Shakespeare Park Has Reopened!

By Peter SM RSS Fri, June 30, 2017

Some great news right before the upcoming Welcome to America July 4th holiday festivities get under way in Philadelphia this weekend... Shakespeare Park has finally reopened!

If you've tried to visit our Parkway Central Library over the past 2 years, then you know how difficult it has been navigating the maze of closed sidewalks, torn up streets, and fenced off parks around the Parkway Museums District in the wake of the major renovations and construction that began to take place on the Parkway and I-676 two years ago.

Walking into work today, I was shocked and surprised to see those fences taken down in the park, reopened sidewalks lined with new benches and landscaping, and a freshly paved Vine Street!

Shakespeare Park is, of course, named for the famed Bard, where a memorial created by Stirling Calder (the son of Alexander Calder, who sculpted William Penn on the top of City Hall) stands as a sculpture portrait of a morose Hamlet and Touchstone the fool, together representing Tragedy and Comedy.

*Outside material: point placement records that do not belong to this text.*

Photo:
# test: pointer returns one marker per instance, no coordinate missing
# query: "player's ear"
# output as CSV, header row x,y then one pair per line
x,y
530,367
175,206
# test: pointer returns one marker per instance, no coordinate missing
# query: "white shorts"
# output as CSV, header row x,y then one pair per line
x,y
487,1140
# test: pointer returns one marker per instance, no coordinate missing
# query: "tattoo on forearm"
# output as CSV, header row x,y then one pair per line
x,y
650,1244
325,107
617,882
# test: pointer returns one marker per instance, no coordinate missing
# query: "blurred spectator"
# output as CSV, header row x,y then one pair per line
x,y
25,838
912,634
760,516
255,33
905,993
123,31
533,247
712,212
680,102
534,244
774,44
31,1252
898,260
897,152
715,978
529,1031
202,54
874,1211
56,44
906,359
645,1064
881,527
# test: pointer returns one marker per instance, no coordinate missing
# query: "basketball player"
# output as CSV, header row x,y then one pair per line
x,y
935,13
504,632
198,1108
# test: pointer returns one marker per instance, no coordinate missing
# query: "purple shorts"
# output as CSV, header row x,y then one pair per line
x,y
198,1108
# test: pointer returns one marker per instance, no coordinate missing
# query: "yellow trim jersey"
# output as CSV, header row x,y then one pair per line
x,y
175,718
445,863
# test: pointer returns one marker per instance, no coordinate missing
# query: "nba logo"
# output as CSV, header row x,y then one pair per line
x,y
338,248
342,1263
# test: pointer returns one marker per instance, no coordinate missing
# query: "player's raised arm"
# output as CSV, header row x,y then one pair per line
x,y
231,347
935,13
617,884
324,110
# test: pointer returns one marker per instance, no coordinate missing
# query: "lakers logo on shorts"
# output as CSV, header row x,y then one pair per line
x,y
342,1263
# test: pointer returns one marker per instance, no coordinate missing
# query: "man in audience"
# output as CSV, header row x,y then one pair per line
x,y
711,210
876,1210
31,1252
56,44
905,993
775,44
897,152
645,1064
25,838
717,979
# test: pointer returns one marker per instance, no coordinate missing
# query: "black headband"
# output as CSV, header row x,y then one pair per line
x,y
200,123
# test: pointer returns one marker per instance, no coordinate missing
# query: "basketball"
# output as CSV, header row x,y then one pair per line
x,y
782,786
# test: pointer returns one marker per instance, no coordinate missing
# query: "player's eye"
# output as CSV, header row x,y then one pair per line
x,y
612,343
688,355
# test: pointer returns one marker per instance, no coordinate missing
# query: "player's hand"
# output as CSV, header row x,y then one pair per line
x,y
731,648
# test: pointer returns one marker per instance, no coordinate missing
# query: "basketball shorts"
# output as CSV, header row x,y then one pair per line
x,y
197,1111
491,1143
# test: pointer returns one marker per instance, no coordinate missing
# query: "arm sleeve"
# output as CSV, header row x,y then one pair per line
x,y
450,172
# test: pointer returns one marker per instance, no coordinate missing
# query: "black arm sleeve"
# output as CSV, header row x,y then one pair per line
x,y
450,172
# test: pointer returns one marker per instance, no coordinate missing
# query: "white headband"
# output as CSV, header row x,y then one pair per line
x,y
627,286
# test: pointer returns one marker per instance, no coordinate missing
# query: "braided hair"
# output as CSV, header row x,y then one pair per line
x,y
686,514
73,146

Fittingly, the Free Library’s Rare Book Department is home to William Shakespeare’s First Folio—and his second, third, and fourth, too!—as well as a comprehensive collection of his plays and scholarly works about his life and literary career.

What better way to soak up some summer and the reopening of the park than stopping by Parkway Central Library, checking out a good book, and enjoying some quality reading time outside on "our front lawn"? As Shakespeare might say: "Summer's lease hath all too short a date."